Австерия на Мойке, как ни удивительно, оказалась в полной сохранности — питейные заведения вообще обладают завидной способностью противостоять до поры до времени разрушительным переменам. Хозяин, правда, был другой, — как выяснилось путем его опроса, старый, Фома Овсеевич, лет пять назад брякнул нечто, расцененное Тайной канцелярией как государственное преступление. Где закопан, неизвестно. А может быть, просто не успел пока дошагать до Санкт-Петербурга из Енисейской губернии.
Водка пилась нехотя, и что-то все не находилось нужных слов.
— А помнишь, Степа, как немцеву корову в ботфорты обували? — спросил Голенищев.
Щербатов улыбнулся вяло — все это было далеко, настолько, что словно и не с ними произошло, а с кем-то совершенно другим. Между прежним и нынешним лежало без малого двенадцать лет, за кои они успели проникнуться всей сложностью и серьезностью человеческого бытия, жизни на грешной земле. Им подходило к сорока, и все вроде бы в жизни было, но в то же время чего-то важного и не было, и в чем сие важное заключалось, доподлинно неизвестно.

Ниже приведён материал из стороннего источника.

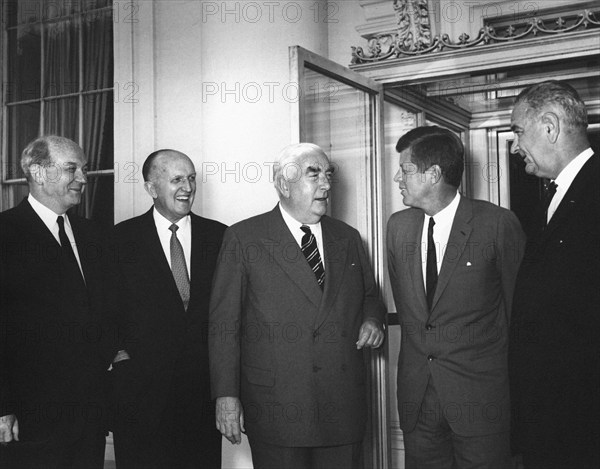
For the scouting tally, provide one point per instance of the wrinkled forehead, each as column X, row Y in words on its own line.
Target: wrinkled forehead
column 67, row 153
column 313, row 160
column 170, row 163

— А помнишь, как Ванька Трубецким из окна швырялся?
— Лопухин отнял.
— Да, Лопухин…
Все было другое, не прежнее, а прежнее отодвинулось навсегда в невозвратимые дали. Ослепительной карьеры, о коей некогда мечталось, не получилось, да и как-то не думалось о ней больше. Два близящихся к преклонным годам рубленых и стреляных армейца сидели за грубо сбитым столом.
— Я же тебе должен, Степа, — вспомнил гвардии офицер Голенищев и полез в карман. — Тот заклад помнишь? На Ваньку.
По-над Невой дул ветер, именуемый сиверик. В углах невозбранно ползали усатые тараканы, коих некогда страсть как пужался государь Петр Алексеевич. Десять тусклых золотых кружочков лежали в два ряда на щербатой столешнице. Между прежним и нынешним лежало двенадцать лет боев и скучного сидения в захолустных гарнизонах, потери друзей и обретения истин, и гвардии капитан Голенищев подумал, что был бы рад проиграть вдесятеро больше, — вот только против чего было бы ставить? И за что? Он не знал.
Гвардии поручик Щербатов скучно ссыпал деньги в карман и зачем-то звякнул ими (через час, проходя мимо церковки, они как-то вдруг зашли и заказали молебны — за упокой души раба божия Ивана и здравие рабы божией Натальи).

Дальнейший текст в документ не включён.